One of my instinctive idea is to build fake samples and learning a decision tree on the dataset which would give me the decision tree I need. However this seems overly complicated as I have acces to the function generating this problem.

If someone has any idea or point me in any direction that would help me solve my problem that would be greatly appreciated.

EDIT :

I am changing the scope of my question :

Assuming from the initial problem you got the function F' which maps a_1, a_2... to b (b is discrete). Would there be an algorithm that tries to "simplify" F' by a decision tree with the a_1, a_2... as nodes.

For example a decision tree that would say if a_2 = "type2" and a_1 < 6 -> 3 etc.
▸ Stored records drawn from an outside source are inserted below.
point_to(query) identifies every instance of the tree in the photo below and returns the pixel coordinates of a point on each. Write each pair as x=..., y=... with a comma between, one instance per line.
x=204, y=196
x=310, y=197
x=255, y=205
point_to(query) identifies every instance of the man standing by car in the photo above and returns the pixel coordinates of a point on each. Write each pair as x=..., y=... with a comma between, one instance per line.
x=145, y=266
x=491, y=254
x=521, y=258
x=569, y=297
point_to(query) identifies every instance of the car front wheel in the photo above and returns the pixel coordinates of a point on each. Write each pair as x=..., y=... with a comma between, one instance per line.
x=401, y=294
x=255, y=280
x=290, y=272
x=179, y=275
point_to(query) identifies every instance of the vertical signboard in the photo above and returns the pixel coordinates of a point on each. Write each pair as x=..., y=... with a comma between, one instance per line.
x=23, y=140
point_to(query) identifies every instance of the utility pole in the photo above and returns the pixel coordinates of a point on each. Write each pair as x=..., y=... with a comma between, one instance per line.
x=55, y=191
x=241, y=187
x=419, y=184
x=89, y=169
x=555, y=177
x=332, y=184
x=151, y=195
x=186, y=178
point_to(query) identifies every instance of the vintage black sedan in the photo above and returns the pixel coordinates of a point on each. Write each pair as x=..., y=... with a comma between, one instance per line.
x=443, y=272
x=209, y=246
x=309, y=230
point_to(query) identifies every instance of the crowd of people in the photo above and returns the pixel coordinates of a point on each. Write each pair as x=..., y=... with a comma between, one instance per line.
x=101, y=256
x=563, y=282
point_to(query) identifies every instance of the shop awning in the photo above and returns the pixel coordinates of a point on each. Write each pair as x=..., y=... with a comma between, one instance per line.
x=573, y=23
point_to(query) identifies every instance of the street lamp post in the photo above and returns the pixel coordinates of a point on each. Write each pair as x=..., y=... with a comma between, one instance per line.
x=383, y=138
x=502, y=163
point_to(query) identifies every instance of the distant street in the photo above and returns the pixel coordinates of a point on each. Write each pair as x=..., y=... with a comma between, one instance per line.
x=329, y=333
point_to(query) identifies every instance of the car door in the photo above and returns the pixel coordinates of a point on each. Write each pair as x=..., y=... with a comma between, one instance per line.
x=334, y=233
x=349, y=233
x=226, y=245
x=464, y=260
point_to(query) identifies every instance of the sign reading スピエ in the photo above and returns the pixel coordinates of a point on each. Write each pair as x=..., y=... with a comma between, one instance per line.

I am not looking for an exact partitioning, a decent estimation is sufficient.

I was thinking of using the ML algorithm for building decision tree using fake samples generated by monte-carlo simulation of F'. Would that make sense?

Answer 1

Your idea makes sense, if you want the fast and greedy approximation of F', but you should take care to implement it right:

1) As you state that your variables might be categorical and numerical, you should think about the way of binning the variables. For highly non-linear functions widely accepted linear binning would not be the optimal.

2) As decision trees have trouble to deal with correlated variables, some preprocessing might help to elevate the issue. Try starting with PCA.

As for using real data or generating it from the original function, I do not think there should be significant difference. You might want to augment the initial training dataset here and there, if you see that in some "areas" your data is underrepresented.